El cristianismo era la única fe verdadera, que había que propagar por todos los medios. Para lograr la conversión había dos métodos: la fuerza y la predicación. Después de la ola de terror de 1391 se intensificó el método de la predicación y la persuasión. Vicente Ferrer encabezó este empeño. Los judíos trataron de defender su fe esgrimiendo argumentos bíblicos, especialmente en contra de la supuesta llegada del Mesías en la figura de Cristo. Se dio mucha importancia a este combate dialéctico. Se trataba de una batalla simbólica de la que debía salir derrotado el judaísmo a fin de convencer a la mayoría de judíos de que renegaran voluntariamente de la “ley de Moisés”. La gran Disputa de Tortosa (1413-1414) supuso la derrota oficial del judaísmo como doctrina y su deslegitimación teológica. Paradójicamente, no fueron cristianos viejos, sino antiguos judíos los que impusieron sus tesis antijudías con mayor retórica, virulencia y teatralidad. Los principales rabinos acabaron convirtiéndose al final de la Disputa. Este hecho tuvo una repercusión enorme, produciendo una desmoralización y postración en toda la comunidad judía. El Decreto de Expulsión de 1492 acabó de decidir el destino de los conversos resistentes, que quedaron no sólo aislados y perdidos emocional y mentalmente, sino marcados por la sospecha, sometidos a una vigilancia obsesiva y condenados a la marginación y la exclusión tras la imposición de los estatutos de limpieza de sangre que se iniciaron en la revuelta antijudía de Toledo en 1449 y se extendieron a partir de 1482.
Lo que sorprende de esta dramática historia, cuyo resultado más previsible hubiera sido la total erradicación del fenómeno judío en España, es que los conversos siguieran manteniendo una vinculación mental, psicológica y cultural con la tradición judía, incluso más allá de sus creencias y actitudes conscientes; que ni las hogueras ni los sambenitos lograran su aculturación ni borrar la huella de sus antepasados; que interiormente vivieran esta escisión entre los dos mundos como un estímulo creativo que les impulsó a buscar nuevas formas de estar en el mundo, de encarar los misterios de la fe y el anhelo de trascendencia; que la tensión y el desarraigo social y cultural les llevara a desarrollar un mundo interior que acabó alumbrando la mentalidad moderna, el pensamiento libre, la racionalidad laica, el espíritu crítico y la preocupación social.
Cada autor judeoconverso es un mundo inexplorado lleno de deslumbrantes creaciones personales.

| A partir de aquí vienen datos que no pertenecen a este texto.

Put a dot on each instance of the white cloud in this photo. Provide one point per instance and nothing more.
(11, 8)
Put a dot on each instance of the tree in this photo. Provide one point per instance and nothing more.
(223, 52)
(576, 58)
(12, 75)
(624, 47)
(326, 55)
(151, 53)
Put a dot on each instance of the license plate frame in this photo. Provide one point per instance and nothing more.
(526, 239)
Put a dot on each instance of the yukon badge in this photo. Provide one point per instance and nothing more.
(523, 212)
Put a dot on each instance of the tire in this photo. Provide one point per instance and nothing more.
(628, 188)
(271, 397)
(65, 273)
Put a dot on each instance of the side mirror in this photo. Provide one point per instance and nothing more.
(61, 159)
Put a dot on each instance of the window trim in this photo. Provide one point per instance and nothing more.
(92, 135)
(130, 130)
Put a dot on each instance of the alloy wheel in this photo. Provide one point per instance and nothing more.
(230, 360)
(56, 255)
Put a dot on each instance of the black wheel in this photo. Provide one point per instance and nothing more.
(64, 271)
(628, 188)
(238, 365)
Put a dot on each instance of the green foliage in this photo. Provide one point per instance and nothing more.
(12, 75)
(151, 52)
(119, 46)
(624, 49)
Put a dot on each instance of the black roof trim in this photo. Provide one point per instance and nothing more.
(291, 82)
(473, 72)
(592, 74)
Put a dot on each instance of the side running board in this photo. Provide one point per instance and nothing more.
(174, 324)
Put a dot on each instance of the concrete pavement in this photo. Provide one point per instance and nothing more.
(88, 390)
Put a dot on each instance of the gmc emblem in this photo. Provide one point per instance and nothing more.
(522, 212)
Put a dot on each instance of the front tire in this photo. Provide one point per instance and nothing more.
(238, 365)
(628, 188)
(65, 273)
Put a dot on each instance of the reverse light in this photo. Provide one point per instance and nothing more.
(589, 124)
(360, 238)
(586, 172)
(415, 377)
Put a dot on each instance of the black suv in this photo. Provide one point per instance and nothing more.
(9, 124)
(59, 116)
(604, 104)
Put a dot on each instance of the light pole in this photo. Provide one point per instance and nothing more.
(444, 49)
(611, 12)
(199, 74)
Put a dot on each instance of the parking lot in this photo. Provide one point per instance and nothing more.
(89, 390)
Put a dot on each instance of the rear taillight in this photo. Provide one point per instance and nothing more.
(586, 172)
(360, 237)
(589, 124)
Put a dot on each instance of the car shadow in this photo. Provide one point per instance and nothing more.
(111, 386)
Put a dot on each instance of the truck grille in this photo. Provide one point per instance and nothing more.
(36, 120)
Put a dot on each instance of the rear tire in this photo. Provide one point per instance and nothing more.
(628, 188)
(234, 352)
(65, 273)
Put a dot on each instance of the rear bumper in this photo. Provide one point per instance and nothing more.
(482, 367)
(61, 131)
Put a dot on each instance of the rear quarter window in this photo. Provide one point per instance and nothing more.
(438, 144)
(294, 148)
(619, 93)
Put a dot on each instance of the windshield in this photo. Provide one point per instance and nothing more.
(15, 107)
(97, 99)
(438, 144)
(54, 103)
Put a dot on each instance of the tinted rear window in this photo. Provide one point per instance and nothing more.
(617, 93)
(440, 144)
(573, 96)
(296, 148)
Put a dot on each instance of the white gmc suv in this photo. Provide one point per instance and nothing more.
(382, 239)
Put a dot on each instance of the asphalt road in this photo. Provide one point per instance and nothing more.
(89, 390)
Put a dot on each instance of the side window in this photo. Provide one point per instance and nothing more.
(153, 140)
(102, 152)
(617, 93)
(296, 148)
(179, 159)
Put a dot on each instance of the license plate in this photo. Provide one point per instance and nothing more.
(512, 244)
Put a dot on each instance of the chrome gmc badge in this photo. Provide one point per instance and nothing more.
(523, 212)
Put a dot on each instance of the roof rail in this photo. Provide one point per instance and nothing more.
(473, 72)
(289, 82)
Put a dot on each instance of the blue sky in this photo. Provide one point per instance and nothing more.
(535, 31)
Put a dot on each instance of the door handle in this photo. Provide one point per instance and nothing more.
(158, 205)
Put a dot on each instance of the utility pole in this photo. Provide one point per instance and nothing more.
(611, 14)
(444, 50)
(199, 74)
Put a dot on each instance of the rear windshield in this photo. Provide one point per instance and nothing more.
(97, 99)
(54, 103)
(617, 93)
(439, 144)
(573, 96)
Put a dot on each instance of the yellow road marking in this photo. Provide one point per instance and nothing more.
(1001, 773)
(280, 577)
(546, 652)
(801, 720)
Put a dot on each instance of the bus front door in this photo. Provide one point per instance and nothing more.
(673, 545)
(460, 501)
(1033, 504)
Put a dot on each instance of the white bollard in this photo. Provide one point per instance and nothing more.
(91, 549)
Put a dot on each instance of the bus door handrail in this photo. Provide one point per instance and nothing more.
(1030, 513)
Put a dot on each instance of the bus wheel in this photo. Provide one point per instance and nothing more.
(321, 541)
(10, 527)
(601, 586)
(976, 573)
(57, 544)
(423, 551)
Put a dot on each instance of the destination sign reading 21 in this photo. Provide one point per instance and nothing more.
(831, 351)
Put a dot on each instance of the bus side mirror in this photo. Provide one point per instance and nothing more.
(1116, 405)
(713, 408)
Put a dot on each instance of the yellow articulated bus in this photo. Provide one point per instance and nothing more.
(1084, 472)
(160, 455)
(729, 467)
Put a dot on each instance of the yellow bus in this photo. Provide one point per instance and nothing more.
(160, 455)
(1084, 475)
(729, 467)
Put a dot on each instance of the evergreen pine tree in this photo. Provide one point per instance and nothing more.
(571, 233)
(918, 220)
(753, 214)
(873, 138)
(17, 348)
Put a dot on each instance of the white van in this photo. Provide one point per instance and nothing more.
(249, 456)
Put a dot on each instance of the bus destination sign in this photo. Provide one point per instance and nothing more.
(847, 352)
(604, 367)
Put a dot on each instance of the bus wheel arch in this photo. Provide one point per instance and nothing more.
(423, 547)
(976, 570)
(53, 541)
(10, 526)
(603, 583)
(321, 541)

Leerlos hoy desde la perspectiva que señalo es una experiencia llena de emoción y enriquecimiento espiritual y humano. Su obra está ahí, a la espera de nuestro descubrimiento y estudio. No hablo sólo de autores muy conocidos como Cervantes, Fernando de Rojas, Luis Vives, Juan de Mena, Góngora, Gracián, Tirso de Molina, Mateo Alemán, Antonio de Nebrija, Juan Valdés, Andrés Laguna, Juan de la Cruz o Teresa de Jesús, a los que redescubriremos si tenemos en cuenta su condición de judeoconversos, sino de cientos de otros autores cuya lista no podemos aquí reproducir, pero de la que daré sólo algunos nombres limitándome a los nacidos en el Reino de León entre finales del XIV y principios XVI, a los que he empezado a estudiar con motivo de la III Conferencia Internacional sobre el Legado Judío de Zamora, donde presenté una ponencia titulada “Literatura de judeoconversos de origen leonés”: Clemente Sánchez de Bercial, Alonso de Zamora, Juan del Encina, Jorge de Montemayor, Andrés Pérez de León, Lucas Fernández, Gómez Manrique, Martín Martínez de Cantalapiedra, Gaspar de Grajal, Fray Cipriano de la Huerga, Fray Bernardino de Sahagún, Luis de Carvajal, Francisco López de Villalobos, Cristóbal de Villalón, Antonio de Torquemada…
Es una pequeña muestra referida a una zona geográfica limitada que tuvo como característica el haber sido lugar de refugio de muchos judíos y conversos antes y después de 1492, lo que explicaría el hecho de que la mayoría de estos autores haya nacido en pequeños pueblos donde les resultó más fácil la ocultación y la supervivencia. Otro dato que hace más fascinante su peripecia personal.